Sharma: Or $850, or even $50 a room. It is all a question of what position you are. We had one situation in which hotel owners ended up applying for food stamps. We ended negotiating a franchise termination for zero liquidated damages.
Banks are much more willing to keep loans as a producing loan rather than an non-producing loan, which goes into a different category. So banks are much more willing to lower loan payments now, rather than have the franchisee default on payment.
There are streamline procedures to defer payment on SBA-backed loans.
In the hotel/motel industry, we will see in the next two to three years a 40% increase in foreclosures than what we have seen in the past. The loans that were done three years ago were mostly five or seven-year type loans. Now is the time to call those loans and face the music.
In some cases, the banks have gone bankruptcy and have been taken over by the FDIC. So here you are dealing with a third-party lender. In this environment, maybe the third party was bought. Franchisees do not even know that they are sending a monthly payment to a service company. Who holds the note is hard to know.
BMM: How do you save your property from that uncertainty and mess?
Sharma: A new industry of third-party buyers has propped up, where they buy notes in bulk from the bank. Nowadays, franchisees also have the ability to be a third-party buyer. If they know the bank is foreclosing on a property, a franchisee can walk over to the bank and say that they want to buy back the note — from the bank. Once the note is bought back from the bank, the hotel/motel owner is in the same position as the bank was. They will probably pay the bank much less than the amount due.
Once the bank is out of the picture, and you deal with the owner, the first thing you do when you buy the note is to take possession of the property. So now the franchisee has a parking lot, land, and hotel property. You know your business. You have family who knows how to operate the business. You put them in to start operating the hotel to generate some money.
If there is a second mortgage on the property, that loan is the problem of the old owner. If it is an SBA-backed loan, it is much easier to negotiate that SBA loan settlement since the Small Business Administration guarantees it. So the bank is going to get almost 80% from the SBA.

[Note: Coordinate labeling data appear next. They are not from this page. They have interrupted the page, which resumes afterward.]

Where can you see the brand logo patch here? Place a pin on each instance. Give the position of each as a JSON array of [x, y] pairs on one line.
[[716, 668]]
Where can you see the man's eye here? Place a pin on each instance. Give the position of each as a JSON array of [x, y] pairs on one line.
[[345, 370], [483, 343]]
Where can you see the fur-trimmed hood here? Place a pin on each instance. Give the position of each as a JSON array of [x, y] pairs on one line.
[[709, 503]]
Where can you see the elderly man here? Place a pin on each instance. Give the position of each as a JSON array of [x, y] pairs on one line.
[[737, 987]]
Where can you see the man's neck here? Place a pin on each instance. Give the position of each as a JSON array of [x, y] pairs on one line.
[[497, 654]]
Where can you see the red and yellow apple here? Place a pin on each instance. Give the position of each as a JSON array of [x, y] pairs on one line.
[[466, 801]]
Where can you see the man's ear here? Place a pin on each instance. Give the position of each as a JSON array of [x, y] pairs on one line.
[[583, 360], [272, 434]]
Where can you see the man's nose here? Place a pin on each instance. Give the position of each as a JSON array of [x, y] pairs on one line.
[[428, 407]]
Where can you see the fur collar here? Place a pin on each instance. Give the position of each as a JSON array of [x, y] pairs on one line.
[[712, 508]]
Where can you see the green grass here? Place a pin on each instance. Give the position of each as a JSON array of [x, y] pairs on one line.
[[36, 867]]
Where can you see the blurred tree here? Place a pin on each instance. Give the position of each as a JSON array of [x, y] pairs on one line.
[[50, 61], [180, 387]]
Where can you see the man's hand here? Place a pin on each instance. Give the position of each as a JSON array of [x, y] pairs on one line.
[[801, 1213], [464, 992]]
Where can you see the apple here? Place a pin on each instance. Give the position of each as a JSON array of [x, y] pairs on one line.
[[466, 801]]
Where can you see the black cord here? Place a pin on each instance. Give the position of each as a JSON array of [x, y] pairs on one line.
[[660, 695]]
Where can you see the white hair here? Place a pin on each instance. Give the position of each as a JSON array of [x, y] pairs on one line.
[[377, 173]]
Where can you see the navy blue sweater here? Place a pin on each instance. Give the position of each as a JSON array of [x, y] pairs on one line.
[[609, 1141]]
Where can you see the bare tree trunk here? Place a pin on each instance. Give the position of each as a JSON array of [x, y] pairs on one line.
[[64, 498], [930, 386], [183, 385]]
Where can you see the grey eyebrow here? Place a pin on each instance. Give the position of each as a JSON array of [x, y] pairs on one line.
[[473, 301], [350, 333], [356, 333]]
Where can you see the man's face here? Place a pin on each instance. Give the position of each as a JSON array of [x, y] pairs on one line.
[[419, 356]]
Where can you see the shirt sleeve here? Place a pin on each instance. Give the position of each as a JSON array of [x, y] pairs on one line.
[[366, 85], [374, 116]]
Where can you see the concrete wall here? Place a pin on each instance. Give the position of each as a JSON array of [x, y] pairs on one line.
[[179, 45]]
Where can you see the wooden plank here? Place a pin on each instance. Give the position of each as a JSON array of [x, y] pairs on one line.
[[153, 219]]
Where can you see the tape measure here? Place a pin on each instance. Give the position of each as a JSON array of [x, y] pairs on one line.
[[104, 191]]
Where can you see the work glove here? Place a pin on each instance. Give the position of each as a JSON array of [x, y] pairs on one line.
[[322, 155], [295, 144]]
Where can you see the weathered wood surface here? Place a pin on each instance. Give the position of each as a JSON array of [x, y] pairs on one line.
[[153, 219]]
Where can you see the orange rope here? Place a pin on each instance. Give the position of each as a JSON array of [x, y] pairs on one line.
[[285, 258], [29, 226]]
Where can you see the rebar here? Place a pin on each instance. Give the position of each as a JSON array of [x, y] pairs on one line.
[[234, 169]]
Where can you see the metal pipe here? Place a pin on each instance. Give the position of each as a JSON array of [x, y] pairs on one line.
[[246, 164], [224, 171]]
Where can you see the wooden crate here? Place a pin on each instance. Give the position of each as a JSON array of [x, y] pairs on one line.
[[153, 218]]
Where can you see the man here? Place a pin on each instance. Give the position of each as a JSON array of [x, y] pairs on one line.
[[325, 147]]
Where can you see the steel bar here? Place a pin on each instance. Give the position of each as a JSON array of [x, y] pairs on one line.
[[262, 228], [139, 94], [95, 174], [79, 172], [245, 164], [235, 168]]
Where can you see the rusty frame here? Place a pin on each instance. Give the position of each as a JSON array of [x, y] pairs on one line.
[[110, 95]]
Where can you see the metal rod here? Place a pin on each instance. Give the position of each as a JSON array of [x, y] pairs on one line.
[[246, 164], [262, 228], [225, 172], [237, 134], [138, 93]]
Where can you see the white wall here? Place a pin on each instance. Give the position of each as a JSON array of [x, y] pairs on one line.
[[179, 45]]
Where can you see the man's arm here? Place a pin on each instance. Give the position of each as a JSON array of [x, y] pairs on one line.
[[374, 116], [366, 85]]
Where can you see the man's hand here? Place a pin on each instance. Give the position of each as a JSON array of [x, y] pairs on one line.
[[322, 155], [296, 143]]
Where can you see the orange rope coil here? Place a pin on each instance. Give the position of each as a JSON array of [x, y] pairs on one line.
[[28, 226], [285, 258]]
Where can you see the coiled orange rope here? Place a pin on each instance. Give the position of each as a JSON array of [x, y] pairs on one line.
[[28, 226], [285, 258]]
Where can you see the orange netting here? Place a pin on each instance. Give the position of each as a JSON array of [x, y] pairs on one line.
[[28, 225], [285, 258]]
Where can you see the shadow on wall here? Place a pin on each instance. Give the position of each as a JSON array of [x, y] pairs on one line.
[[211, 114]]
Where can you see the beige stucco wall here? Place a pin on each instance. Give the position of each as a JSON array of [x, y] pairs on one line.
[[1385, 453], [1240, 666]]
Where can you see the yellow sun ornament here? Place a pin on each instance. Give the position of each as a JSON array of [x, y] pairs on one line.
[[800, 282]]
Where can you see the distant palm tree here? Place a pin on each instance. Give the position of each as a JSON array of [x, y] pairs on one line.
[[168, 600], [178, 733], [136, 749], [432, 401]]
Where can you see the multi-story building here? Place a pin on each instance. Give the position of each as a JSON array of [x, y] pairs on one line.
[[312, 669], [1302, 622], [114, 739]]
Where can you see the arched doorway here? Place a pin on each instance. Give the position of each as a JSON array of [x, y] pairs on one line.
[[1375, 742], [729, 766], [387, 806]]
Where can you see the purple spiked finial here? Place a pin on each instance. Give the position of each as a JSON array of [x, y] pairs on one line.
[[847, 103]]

So the ability to negotiate! First you buy the note from the bank, then you wipe out the second mortgage. This is the opportunity to become owner of a property to get $5 million in property loans for maybe $2 or $3 million.
This is the opportunity that we are working on that can be utilized by anyone who is an entrepreneur.
BMM: If you are a new buyer without property, are banks lending?
Sharma: Conversions of up to $6 million is easier. Buying a property that needs to be or is under construction is hard.
BMM: Is now a good time to go to franchisors and renegotiate franchise agreements? Is that possible?
Sharma: Certainly franchisees are now in an economy were there are not potential owners standing in line to buy their hotel and motel properties. Keep in mind that the franchise agreement is a pre-printed document, a one-way street in favor of the franchisor.
What you can change are the business deal elements of the franchise. As experience lawyers, I don't try to rewrite the entire contract.
For every franchisor, keeping the number of rooms in their inventory is really an asset. Wall Street looks at how many rooms the franchisor loses. That draws up or down the value of their shares. Franchisors are motivated to keep up their shares.
BMM: What can you negotiate?
Sharma: You can start negotiating with the affiliation fee. Do you want a 20-year agreement with three year and five year windows were you can opt out?
If the standard royalty is 7%, you can renegotiate royalties considerably down. Very favorable terms for franchisees are now available.